Google DeepMind has introduced Genie 3, a new generation of AI world models designed to simulate rich, interactive 3D environments from simple text prompts.
Highlights
- Genie 3 generates interactive 3D environments from simple text prompts in real-time (24 FPS, 720p), lasting several minutes — a leap from static simulations.
- “Promptable world events” allow users to alter environments dynamically with text — like using a game engine without code.
- Emergent memory enables temporal consistency and physical realism — the model looks back to determine what comes next.
- Genie 3 environments are training grounds for AI agents to explore, learn, and adapt through trial and error, much like human learning.
- No physics engine needed: Genie 3 learns physics by watching, not coding — using real-world video data to create believable simulations.
- Built from 200,000+ hours of gameplay and robotics footage, Genie evolved from 2D foundations to immersive 3D interaction.
- World models like Genie 3 are considered essential to AGI, enabling AI to form internal predictive models of their environments.
- DeepMind’s world modeling team, formed in 2025, is scaling this work for use across Gemini, Veo, and other Google AI projects.
- Potential real-world uses extend beyond gaming: from robotics to autonomous systems and industrial training simulations.
Touted by researchers as the first real-time, general-purpose interactive world model, Genie 3 marks a significant evolution in AI’s ability to learn through virtual environments—paving a possible path toward artificial general intelligence.
Open-Ended, Real-Time Worlds
Unlike earlier models limited by static rules or pre-defined environments, Genie 3 enables freeform world generation — from photorealistic scenes to imaginative environments — all running at 24 frames per second in 720p, with simulations now lasting several minutes instead of seconds.
This expansion builds on the capabilities of Genie 2, which allowed AI agents to interact with dynamic virtual worlds, and integrates physics-aware reasoning from Veo 3, DeepMind’s advanced video generation system.
Promptable World Events and Real-Time Interaction
One of Genie 3’s core features is its ability to dynamically modify environments using text-based prompts — a concept researchers describe as promptable world events.
Although still in research preview and not publicly available, this functionality points to a future where users can create and interact with digital worlds in real time, similar to manipulating scenes in a game engine — but without the need for code or manual design.
Emergent Memory and Temporal Consistency
An unexpected and promising feature of Genie 3 is its emergent memory system. Though not explicitly programmed with memory, the model appears to retain prior frame data in order to maintain physical and temporal consistency.
This allows for more coherent simulations where objects move, fall, and interact over time in a believable way. “It has to look back at what was generated before to decide what’s going to happen next,” explained Shlomi Fruchter, Research Director at DeepMind.
From Simulations to Learning Environments
More than just visual showcases, Genie 3’s environments serve as training grounds for AI agents. These agents can engage in open-ended exploration, problem-solving, and trial-and-error learning — closely resembling how humans learn through real-world interaction.
While current agent capabilities remain relatively simple, researchers view Genie 3 as a foundational tool for training future AI systems capable of planning, adapting, and reasoning within complex environments.
No Physics Engine Required
Unlike traditional simulations that rely on fixed physics engines, Genie 3 learns physics implicitly — by observing how objects behave over time across training data.
This allows it to generate environments that are both physically plausible and adaptable, potentially enabling more flexible AI agents that can reason over longer durations and generalize to novel situations.
From 2D Gameplay to Immersive 3D Worlds
The original Genie model was trained on over 200,000 hours of gameplay and robotics videos, primarily in 2D formats.
Despite lacking explicit labels, it learned fundamental physics and action dynamics through spatiotemporal transformers and a latent action model. Genie 3 builds on this architecture at a far larger scale, bringing those learnings into immersive, interactive 3D environments.
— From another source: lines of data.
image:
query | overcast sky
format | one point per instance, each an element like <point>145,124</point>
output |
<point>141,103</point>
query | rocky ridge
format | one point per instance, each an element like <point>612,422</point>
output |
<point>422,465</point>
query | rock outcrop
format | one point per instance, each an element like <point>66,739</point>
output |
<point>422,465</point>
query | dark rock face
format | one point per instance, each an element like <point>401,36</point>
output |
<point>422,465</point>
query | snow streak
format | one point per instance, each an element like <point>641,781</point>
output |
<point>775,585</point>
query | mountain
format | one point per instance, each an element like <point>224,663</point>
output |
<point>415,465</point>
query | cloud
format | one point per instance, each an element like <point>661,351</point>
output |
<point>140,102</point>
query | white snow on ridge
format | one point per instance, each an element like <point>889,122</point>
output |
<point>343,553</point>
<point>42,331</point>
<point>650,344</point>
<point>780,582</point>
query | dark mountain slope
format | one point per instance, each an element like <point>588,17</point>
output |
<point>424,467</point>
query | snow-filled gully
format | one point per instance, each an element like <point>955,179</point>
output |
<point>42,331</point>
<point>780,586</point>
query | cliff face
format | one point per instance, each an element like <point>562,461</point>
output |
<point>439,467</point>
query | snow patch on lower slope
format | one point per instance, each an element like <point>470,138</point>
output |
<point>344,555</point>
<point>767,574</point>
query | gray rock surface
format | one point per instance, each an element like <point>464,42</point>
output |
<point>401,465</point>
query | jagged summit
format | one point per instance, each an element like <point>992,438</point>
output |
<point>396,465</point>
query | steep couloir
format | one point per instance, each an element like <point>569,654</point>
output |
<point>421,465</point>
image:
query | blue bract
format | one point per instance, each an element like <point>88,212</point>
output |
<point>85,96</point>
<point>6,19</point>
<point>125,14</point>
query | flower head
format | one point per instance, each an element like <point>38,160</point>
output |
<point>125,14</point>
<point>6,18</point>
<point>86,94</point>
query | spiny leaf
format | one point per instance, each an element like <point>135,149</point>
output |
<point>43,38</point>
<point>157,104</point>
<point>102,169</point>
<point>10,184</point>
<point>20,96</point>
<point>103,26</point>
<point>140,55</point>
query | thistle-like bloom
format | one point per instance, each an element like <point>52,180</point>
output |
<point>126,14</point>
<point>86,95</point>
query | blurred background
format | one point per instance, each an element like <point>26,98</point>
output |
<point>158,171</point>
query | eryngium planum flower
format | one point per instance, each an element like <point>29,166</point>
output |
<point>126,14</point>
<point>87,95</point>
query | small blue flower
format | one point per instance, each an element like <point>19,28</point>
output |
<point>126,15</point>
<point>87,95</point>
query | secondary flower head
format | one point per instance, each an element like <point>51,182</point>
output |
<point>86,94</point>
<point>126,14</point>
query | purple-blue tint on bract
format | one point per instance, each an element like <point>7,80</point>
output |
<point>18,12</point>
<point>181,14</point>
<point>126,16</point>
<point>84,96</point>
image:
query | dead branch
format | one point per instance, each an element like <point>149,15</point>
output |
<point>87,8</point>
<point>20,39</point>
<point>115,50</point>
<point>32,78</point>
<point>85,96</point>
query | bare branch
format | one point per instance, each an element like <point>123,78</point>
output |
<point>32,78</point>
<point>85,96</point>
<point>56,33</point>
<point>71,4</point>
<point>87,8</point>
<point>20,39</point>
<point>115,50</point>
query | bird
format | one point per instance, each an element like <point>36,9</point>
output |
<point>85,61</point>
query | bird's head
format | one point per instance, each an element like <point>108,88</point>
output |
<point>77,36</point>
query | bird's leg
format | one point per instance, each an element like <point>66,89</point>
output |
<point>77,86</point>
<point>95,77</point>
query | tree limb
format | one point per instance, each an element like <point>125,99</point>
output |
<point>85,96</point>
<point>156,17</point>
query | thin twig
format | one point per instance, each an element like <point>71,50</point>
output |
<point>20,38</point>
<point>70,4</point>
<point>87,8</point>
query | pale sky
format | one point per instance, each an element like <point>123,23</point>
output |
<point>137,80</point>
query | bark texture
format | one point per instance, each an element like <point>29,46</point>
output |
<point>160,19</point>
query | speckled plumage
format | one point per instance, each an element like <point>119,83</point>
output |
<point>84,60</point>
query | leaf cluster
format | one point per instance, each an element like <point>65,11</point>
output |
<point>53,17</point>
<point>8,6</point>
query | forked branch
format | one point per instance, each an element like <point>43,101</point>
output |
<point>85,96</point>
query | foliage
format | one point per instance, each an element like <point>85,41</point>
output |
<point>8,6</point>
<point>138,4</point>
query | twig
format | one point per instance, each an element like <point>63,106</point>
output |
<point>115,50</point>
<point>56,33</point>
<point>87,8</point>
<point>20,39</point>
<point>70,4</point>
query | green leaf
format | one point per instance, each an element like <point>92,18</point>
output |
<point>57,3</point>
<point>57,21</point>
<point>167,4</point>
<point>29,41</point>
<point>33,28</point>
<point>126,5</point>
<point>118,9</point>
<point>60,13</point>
Why World Models Are Considered Core to AGI
DeepMind and other AI researchers argue that world models are essential for developing general intelligence.
A recent study showed that agents capable of generalizing across tasks must inherently learn predictive models of their environment. In this framework, simulation is not just a tool — it’s a prerequisite for building adaptable, embodied AI systems.
DeepMind’s Simulation Strategy
In early 2025, DeepMind formed a dedicated world modeling team led by Tim Brooks, previously with OpenAI’s Sora project. This new group is focused on scaling simulation training with multimodal data and integrating it with larger systems like Gemini and Veo.
The initiative reflects Google’s broader strategic focus on embodied AI, using simulation as a cornerstone for training next-gen agents.
Beyond Gaming
Although Genie 3 has clear potential in gaming and virtual environments, its broader use cases include training real-world agents like robots, autonomous vehicles, and warehouse systems.
By simulating complex environments such as factories or ski slopes, Genie 3 could accelerate learning while minimizing physical risks and reducing training costs.